In the name of the freedom to dispose of one's body, can one put the weakest in danger? I know I've already mentioned this information, but it never stops working on me: a family of French tourists reintroduced measles to Costa Rica in 2019. The case did not make many waves but I find it appallingly cynical. The family had decided not to vaccinate themselves or their children and now an entire country is at the mercy of a disease that had been eradicated. But what kind of world do we live in? How can we believe that caregivers were sitting on their hands before the pandemic?
In Quebec, caregivers with Covid are being called back to work. Not only have they been on the front lines for two years, perhaps not having had any holidays, not having much rest, seeing their family life degraded, but now, because of the increasing number of cases and lack of personnel, they have to continue working. I don't think we can decide, because yes, in developed countries we decide, by our choices, the fate of these people. I don't know any of these people, I don't have any family or friends working directly in the hospital and I don't think we need to be in that situation to put ourselves in their shoes.

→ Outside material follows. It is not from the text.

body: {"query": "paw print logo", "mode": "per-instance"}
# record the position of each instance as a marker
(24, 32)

Recently, a bus that had been fitted out to vaccinate the population in Réunion was vandalised. The shame has no limits. It reminds me of the ambulances and firemen who were attacked and had refrigerators thrown at them from the roofs of buildings when they went to certain suburbs. How can public services that help the population be attacked? How can you do that?
I found this beautiful Arab proverb in Le Clézio's ‘Poisson d’or': ‘Health is a crown on the head of the healthy, which only the sick see.’